In a previous article we began speculation about the impact that the new Nvidia Tesla boards might have on the proliferation of HPC in the manufacturing space, and this started discussion about the difficulties of programming GPUs. This week I had the chance to "sit down"( we were standing and walking in the Nvidia booth, actually) with Sumit Gupta of Nvidia to talk a bit about Cuda programming.Cuda is a library that adds keywords to C to express parallelism, making it a potentially more intuitive model for parallel programming. "It will not make parallel programming easy," claimed Gupta, "but it does make it easier". Like many other vendors selling parallel programming tools and languages, Nvidia has their stories about high school kids successfully using them as proof that they are easy. I am not buying that as a valid measure. I know high school students who can do things even I can't with a computer. I say give the tools to an old school C programmer on the plant floor. If he can use them, THEN they are easy ;-)
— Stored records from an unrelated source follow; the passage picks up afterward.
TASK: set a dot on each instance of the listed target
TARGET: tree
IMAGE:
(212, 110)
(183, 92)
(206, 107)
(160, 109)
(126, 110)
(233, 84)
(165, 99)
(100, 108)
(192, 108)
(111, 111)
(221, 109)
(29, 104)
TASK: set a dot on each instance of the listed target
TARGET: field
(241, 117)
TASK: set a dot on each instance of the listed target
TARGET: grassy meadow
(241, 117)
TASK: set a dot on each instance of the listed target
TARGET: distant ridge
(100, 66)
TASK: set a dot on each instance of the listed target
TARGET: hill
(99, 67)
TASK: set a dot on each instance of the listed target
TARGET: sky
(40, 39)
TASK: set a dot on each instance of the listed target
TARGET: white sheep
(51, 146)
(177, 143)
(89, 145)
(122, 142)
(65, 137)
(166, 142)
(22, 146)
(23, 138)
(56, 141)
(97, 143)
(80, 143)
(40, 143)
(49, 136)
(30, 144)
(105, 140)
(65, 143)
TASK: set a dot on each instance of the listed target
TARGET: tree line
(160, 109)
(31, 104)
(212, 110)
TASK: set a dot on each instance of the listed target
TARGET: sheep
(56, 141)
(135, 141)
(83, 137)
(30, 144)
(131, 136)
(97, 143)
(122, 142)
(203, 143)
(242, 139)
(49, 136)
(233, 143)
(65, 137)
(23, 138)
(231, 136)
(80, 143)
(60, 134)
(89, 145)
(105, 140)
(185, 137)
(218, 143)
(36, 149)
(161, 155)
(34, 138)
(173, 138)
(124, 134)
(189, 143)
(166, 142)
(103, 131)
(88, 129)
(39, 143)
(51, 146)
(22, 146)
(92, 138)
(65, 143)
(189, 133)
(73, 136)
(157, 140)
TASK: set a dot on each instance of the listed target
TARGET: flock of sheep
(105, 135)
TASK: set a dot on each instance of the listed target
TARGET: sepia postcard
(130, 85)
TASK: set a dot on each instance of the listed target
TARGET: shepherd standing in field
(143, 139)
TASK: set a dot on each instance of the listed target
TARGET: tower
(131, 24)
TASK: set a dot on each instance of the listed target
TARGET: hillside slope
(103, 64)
It is important to note up front that the Cuda/Tesla partnership is most suited to problems that are embarrassingly parallel in nature and can be easily spawned over 30,000 threads. The speed gain by this pair is in hiding memory latency;if you have too few threads, the memory latency remains and speed gains are not realized. This means that if your threads will be sharing data at all, you will end up with traffic collisions and will not see any gain.
If your problem, like Helen of Troy, can launch a thousand threads, then the advantage of Tesla is that it was built to handle the thread management for you. As Gupta said, "launch as many threads as you can and let the hardware handle it". There is a very active user forum at the CudaZone where people are sharing code, examples and advice. The forums are populated not only by users, but also by Nvidia employees who help users solve problems and learn the programming environment.
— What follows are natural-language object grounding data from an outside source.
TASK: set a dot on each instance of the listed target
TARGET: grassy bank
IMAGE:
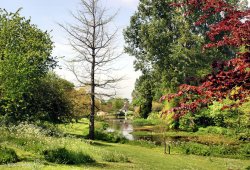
(30, 142)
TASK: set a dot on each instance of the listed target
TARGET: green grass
(29, 146)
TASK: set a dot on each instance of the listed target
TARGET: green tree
(25, 57)
(53, 99)
(143, 94)
(166, 44)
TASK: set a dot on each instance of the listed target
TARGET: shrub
(144, 122)
(64, 156)
(187, 123)
(196, 149)
(114, 157)
(7, 155)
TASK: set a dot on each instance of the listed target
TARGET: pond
(150, 133)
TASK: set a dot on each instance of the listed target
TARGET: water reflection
(123, 126)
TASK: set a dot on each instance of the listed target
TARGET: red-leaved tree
(229, 79)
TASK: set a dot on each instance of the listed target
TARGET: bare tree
(92, 41)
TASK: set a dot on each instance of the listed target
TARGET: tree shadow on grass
(96, 143)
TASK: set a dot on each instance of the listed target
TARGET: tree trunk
(92, 112)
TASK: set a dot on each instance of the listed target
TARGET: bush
(144, 122)
(196, 149)
(114, 157)
(187, 123)
(7, 155)
(64, 156)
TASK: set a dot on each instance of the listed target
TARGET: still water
(123, 126)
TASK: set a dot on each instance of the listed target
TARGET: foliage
(64, 156)
(145, 122)
(143, 94)
(166, 53)
(7, 155)
(52, 99)
(187, 123)
(115, 157)
(229, 79)
(25, 57)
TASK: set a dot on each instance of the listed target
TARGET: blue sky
(47, 13)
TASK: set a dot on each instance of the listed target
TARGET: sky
(46, 14)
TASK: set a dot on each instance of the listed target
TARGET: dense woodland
(192, 96)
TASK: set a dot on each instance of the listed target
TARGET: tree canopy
(25, 57)
(230, 78)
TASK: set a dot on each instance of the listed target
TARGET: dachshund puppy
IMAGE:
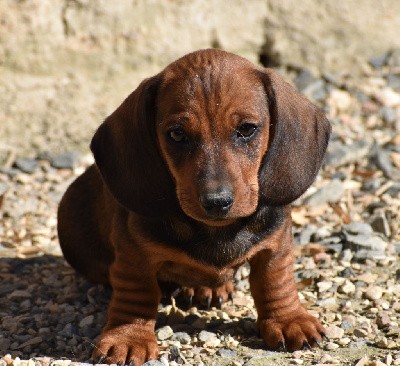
(193, 176)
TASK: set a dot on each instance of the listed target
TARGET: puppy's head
(212, 135)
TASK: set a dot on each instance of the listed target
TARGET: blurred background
(66, 64)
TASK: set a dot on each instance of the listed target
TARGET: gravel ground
(346, 232)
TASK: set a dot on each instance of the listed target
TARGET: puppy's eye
(177, 135)
(246, 131)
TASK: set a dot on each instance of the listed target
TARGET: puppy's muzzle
(217, 203)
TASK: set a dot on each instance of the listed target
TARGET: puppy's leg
(282, 320)
(81, 220)
(129, 333)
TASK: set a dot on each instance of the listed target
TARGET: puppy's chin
(217, 222)
(227, 220)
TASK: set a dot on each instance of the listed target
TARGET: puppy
(194, 175)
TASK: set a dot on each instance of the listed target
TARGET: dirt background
(66, 64)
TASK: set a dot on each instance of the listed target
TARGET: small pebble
(164, 333)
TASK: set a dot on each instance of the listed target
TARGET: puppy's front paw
(208, 296)
(292, 333)
(125, 344)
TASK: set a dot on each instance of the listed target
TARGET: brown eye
(177, 135)
(246, 131)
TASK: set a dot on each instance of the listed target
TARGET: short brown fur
(194, 175)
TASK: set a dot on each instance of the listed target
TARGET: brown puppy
(194, 175)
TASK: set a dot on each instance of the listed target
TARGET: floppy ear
(127, 154)
(299, 135)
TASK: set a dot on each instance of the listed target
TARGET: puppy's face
(212, 127)
(213, 134)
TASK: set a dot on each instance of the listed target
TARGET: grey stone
(339, 154)
(378, 61)
(371, 185)
(5, 344)
(226, 353)
(304, 79)
(205, 336)
(26, 165)
(164, 333)
(332, 192)
(66, 160)
(358, 228)
(383, 162)
(153, 363)
(346, 256)
(181, 337)
(3, 189)
(366, 246)
(87, 321)
(393, 58)
(316, 90)
(306, 234)
(388, 114)
(380, 224)
(394, 190)
(393, 81)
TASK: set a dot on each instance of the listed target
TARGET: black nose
(217, 203)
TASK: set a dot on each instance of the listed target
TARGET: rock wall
(66, 64)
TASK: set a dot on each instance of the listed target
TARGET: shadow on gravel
(48, 310)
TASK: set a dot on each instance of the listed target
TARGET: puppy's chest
(218, 247)
(188, 275)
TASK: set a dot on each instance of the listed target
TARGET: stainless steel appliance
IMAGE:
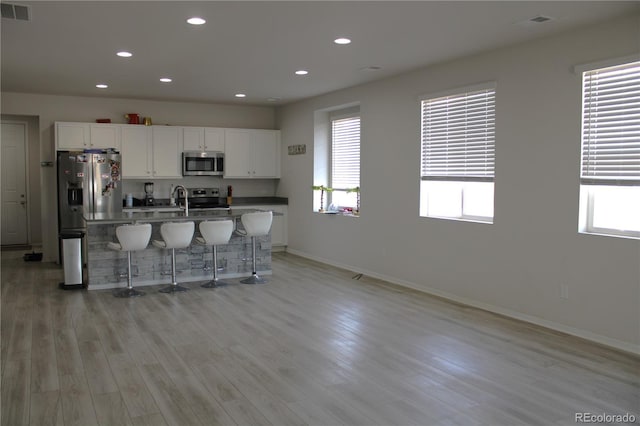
(208, 163)
(203, 198)
(148, 193)
(88, 182)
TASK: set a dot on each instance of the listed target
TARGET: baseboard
(587, 335)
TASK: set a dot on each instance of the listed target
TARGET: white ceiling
(255, 47)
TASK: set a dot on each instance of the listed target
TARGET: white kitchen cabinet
(87, 135)
(279, 236)
(72, 136)
(136, 151)
(151, 152)
(203, 139)
(167, 147)
(105, 135)
(251, 153)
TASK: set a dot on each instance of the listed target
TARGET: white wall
(516, 265)
(52, 108)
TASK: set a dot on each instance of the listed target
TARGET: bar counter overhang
(107, 268)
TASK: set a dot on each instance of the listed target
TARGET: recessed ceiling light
(342, 40)
(196, 21)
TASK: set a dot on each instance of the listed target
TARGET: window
(458, 155)
(610, 163)
(345, 160)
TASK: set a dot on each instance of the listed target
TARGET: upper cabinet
(151, 152)
(252, 153)
(137, 152)
(70, 136)
(203, 139)
(156, 151)
(167, 150)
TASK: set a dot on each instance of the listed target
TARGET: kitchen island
(108, 268)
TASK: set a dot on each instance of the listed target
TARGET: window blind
(458, 137)
(611, 125)
(345, 153)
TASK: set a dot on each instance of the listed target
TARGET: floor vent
(15, 11)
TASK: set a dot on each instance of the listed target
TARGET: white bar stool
(130, 238)
(256, 225)
(214, 233)
(175, 235)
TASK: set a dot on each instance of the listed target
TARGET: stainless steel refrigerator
(88, 182)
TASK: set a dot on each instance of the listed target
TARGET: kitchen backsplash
(241, 187)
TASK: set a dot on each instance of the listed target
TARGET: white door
(14, 177)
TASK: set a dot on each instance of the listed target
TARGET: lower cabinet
(278, 227)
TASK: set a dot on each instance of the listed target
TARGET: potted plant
(322, 190)
(357, 191)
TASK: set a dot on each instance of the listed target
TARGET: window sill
(612, 234)
(462, 219)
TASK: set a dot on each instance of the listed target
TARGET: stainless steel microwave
(208, 163)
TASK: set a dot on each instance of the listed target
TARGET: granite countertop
(252, 201)
(164, 216)
(237, 201)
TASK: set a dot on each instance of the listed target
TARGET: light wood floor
(311, 347)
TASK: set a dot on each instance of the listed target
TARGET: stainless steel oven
(207, 163)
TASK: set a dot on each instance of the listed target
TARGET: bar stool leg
(129, 291)
(174, 287)
(254, 278)
(215, 282)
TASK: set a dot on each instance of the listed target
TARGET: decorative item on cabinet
(132, 118)
(229, 194)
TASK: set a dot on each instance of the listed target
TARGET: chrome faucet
(186, 198)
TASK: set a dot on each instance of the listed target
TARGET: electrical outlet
(564, 291)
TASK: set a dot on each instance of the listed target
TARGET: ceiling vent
(15, 11)
(540, 19)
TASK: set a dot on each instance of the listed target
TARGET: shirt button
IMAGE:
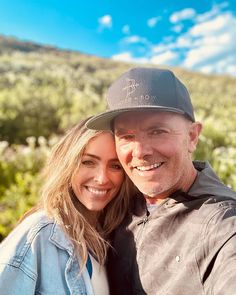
(177, 258)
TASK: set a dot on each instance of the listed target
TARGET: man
(182, 239)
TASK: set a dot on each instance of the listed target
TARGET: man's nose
(141, 149)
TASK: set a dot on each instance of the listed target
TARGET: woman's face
(100, 175)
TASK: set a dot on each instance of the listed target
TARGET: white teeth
(146, 168)
(97, 191)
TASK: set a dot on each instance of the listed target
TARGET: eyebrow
(98, 158)
(121, 131)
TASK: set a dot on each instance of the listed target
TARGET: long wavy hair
(60, 203)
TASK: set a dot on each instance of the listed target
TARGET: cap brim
(103, 121)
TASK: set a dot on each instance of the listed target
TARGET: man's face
(155, 150)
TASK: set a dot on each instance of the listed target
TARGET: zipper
(141, 224)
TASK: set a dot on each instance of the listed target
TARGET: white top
(99, 278)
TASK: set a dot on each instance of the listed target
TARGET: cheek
(118, 179)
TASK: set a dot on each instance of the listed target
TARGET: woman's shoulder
(24, 234)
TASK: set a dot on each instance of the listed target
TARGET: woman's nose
(101, 176)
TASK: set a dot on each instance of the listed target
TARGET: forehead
(143, 118)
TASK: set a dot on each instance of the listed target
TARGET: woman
(60, 246)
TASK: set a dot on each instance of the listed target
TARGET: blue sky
(196, 35)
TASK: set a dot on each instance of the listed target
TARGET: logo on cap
(131, 87)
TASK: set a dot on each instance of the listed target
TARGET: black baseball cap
(142, 89)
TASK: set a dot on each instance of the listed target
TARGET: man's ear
(194, 132)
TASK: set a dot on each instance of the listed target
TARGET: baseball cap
(142, 89)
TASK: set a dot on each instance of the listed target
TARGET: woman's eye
(116, 166)
(158, 131)
(87, 162)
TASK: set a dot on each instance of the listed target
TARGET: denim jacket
(38, 258)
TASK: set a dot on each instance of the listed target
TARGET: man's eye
(127, 137)
(158, 131)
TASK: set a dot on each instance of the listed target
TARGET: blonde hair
(59, 202)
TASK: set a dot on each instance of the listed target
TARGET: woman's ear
(194, 132)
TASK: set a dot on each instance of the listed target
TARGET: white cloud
(218, 24)
(209, 46)
(134, 39)
(151, 22)
(105, 21)
(164, 58)
(216, 10)
(178, 28)
(126, 30)
(213, 45)
(187, 13)
(127, 57)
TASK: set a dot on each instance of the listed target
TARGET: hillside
(44, 90)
Although some of you are ubergeeks who enjoy hacking code and will probably show up on the Nvidia forums, for most plant floor folks, this new technology is not really useful until it shows up in COTS software. At the show this week, Ansys was demonstrating a mechanical library that had been ported to CUDA and The Portland Group announced that the latest version of their PGI tool would include "Provisional support for x64+GPU on 64-bit Linux for CUDA-enabled NVIDIA GPUs using the new high-level PGI Accelerator Compilers programming model".
Like all other IT solutions, this is not a silver bullet, and the ecosystem of software support is still young, but it is still an area to watch closely- it may even have an application in your plant today.